Burası Michelin üç yıldızlı üç sushi lokantasından biri Tokyo’daki.
Tek bir masaları var dört kişilik. Tezgahta yedi kişi oturabiliyor.
Yemek nasıl diye soracaksınız?
Şimdi biliyorum okuyucularım arasında üç kesim var.
Çoğunluk, çiğ balık ağzına koymaz.
Küçük bir azınlık bizdeki Japon lokantaları ya da sushi sunan bir-iki yerde sushi ve sashimi yiyor.
Çok küçük bir azınlık da New York’ta Masa veya Los Angeles’ta Urasawa’ya gitmiş.
Çiğ balık yemeyenlere katılıyorum çünkü ben de İstanbul’da çiğ istiridyeden (üstelik meşhur bir balıkçıda) zehirlendim bir kez. Balığın kesimi çok önemli ve bir sushi ustasının yetişmesi yıllar alıyor.Bizde hem riske girmemek hem de taze balık bulmak zor olduğu için sushi genelde donmuş balıktan yapılıyor ve o zaman da lezzetsiz oluyor.

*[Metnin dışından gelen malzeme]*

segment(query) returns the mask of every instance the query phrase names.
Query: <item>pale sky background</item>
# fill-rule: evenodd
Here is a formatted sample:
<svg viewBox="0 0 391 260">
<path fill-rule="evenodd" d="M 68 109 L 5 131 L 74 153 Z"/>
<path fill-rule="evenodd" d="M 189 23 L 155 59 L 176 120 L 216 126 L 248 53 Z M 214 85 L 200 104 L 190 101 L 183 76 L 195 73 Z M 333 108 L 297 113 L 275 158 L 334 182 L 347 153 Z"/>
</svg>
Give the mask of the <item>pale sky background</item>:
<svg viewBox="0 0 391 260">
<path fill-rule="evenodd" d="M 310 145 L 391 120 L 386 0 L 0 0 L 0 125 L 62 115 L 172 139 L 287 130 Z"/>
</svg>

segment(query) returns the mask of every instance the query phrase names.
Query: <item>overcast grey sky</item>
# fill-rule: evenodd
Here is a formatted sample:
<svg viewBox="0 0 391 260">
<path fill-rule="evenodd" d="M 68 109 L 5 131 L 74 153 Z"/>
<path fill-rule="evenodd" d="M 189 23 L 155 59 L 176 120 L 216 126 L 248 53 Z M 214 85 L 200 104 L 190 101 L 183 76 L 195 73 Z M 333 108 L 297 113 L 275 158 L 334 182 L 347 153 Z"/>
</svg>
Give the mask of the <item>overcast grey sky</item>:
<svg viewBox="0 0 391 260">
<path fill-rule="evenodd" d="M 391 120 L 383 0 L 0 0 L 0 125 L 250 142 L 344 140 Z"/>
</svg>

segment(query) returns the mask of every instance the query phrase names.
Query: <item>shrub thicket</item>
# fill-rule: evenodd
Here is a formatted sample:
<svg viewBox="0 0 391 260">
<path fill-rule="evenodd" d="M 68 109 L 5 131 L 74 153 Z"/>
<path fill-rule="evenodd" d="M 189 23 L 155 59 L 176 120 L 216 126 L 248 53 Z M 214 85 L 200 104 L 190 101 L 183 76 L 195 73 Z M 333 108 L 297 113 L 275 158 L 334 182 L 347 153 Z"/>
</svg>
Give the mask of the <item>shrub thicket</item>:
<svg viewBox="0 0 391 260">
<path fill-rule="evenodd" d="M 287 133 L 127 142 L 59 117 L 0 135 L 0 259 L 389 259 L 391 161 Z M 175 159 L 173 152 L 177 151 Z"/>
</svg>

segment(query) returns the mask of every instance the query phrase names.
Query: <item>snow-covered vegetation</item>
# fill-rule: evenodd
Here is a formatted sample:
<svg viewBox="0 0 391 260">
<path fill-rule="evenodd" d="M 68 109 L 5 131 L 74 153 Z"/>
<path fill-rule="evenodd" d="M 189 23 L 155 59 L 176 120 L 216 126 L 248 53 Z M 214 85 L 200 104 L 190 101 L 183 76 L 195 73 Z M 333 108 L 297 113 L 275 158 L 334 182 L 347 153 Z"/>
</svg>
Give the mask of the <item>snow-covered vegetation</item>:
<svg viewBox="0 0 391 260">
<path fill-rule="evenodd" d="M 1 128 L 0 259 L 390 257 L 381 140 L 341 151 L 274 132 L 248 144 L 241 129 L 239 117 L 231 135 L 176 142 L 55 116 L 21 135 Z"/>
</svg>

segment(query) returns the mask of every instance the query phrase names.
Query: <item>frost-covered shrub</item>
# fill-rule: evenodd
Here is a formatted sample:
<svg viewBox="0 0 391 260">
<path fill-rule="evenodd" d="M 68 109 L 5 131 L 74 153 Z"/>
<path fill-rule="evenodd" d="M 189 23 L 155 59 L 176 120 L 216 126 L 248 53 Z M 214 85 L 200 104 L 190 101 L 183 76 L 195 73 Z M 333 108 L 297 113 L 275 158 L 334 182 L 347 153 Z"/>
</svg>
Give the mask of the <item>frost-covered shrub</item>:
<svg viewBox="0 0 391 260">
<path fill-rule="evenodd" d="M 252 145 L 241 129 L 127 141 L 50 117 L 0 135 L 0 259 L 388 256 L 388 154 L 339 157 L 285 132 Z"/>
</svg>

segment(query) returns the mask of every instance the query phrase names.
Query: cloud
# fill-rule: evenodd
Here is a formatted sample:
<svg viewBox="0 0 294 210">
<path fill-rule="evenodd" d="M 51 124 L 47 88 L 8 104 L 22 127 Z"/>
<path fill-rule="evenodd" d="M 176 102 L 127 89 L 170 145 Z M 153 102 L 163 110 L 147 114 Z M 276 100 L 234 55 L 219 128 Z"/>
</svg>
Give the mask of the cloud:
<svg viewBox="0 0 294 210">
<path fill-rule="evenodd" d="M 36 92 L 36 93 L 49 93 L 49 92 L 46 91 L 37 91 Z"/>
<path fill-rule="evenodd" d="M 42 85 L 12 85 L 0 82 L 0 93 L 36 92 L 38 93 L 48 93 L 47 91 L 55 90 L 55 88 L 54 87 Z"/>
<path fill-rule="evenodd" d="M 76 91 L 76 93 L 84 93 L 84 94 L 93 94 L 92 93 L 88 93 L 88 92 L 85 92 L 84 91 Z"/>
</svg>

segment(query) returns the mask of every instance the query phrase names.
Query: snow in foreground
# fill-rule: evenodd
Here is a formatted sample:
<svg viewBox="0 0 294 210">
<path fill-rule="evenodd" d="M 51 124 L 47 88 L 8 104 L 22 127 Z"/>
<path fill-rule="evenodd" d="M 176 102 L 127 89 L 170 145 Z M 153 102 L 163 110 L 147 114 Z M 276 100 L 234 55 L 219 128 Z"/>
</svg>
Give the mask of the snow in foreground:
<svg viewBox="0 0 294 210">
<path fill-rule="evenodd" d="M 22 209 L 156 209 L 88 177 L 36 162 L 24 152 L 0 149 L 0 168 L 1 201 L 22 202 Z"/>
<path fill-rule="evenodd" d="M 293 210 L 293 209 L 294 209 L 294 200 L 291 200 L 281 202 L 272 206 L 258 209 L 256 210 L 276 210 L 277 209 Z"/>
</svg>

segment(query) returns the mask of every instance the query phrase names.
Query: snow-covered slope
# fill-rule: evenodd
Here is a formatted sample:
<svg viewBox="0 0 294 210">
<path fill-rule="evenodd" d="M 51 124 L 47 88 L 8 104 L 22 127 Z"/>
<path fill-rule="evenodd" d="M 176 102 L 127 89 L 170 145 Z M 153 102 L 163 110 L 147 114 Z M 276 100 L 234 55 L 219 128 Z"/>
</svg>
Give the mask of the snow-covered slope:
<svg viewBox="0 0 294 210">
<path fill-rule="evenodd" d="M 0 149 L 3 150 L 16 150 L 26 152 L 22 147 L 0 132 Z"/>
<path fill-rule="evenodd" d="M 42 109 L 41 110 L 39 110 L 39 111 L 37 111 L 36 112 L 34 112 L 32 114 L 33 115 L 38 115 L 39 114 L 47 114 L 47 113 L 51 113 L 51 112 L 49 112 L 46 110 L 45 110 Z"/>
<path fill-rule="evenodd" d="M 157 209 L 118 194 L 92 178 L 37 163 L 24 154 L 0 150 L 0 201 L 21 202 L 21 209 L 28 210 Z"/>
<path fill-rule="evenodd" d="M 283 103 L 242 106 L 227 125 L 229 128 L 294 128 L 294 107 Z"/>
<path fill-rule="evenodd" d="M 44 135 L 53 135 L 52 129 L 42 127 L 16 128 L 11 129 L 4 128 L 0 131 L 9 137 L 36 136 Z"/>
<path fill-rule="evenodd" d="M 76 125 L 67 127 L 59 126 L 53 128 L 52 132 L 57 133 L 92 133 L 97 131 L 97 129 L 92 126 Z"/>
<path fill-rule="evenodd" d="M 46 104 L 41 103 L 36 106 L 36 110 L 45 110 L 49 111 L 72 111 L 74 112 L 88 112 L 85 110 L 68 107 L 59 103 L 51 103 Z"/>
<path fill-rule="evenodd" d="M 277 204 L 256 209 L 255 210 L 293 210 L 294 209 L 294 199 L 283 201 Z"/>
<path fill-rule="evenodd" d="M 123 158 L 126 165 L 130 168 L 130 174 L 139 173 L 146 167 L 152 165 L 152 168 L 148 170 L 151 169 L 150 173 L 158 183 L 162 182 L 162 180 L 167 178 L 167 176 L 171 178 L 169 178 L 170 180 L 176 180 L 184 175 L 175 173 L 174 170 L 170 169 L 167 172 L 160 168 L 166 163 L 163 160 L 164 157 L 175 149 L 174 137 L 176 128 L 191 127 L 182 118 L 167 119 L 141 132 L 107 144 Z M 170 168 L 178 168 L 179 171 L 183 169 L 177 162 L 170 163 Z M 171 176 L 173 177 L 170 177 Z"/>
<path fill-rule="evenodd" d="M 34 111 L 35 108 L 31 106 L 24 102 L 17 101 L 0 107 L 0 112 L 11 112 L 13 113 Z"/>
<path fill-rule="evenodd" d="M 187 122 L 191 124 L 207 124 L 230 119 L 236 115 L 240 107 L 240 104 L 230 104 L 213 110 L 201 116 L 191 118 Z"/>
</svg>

Eğer İstanbul’da sushi yiyorsanız Saito’da yenen sushi’ye başka bir ad verilmesi gerektiğini iddia edebilirim. Aradaki fark, nicelikte değil nitelikte.
Masa ya da Urasawa’da bu işin lezzetini keşfetmiş şanslı kesime de sadece şunu söyleyebilirim. Saito’da yemeden önce bu ikisine 10 üzerine 10 verirdim. Şimdi Saito 10 ise onlar 8.
Aradaki farkı yaratan faktörler şunlar:
Önce Japonya’da çeşitlilik inanılmaz. Şef’e “omekase” yani sen ne istersen önüme koy, dediğin zaman en az 30 sashimi (çiğ balık) ve nigiri sushi (haşlanmış pirinçli balık) geliyor önünüze.
En az beş ayrı kesim geliyor
İkincisi kalite ve tazelik inanılmaz. Örneğin tuna ya da orkinos balığı. Bunun en iyisi ‘blue fin tuna’ denen cins. Onun da çeşitli yerleri var. Karın bölgesi, o-toro, en yağlı ve kıymetlisi. Yemekte bu özel tuna cinsinden en az beş ayrı kesim geliyor önünüze. Bizdeki orkinostan çok farklı lezzet ve böylesini Japonya dışında bulmak pek mümkün değil. Aynı şekilde Hokkaido deniz kestaneleri (iki ayrı çeşit) ve deniz tarakları da emsalsiz. Benim çok sevdiğim fener balığının ciğeri (ankimo deniyor) burada o kadar taze ki dolaba girmemiş. Keza beyaz etli balıkların çeşitliliği ve lezzetleri de insanın başını döndürüyor.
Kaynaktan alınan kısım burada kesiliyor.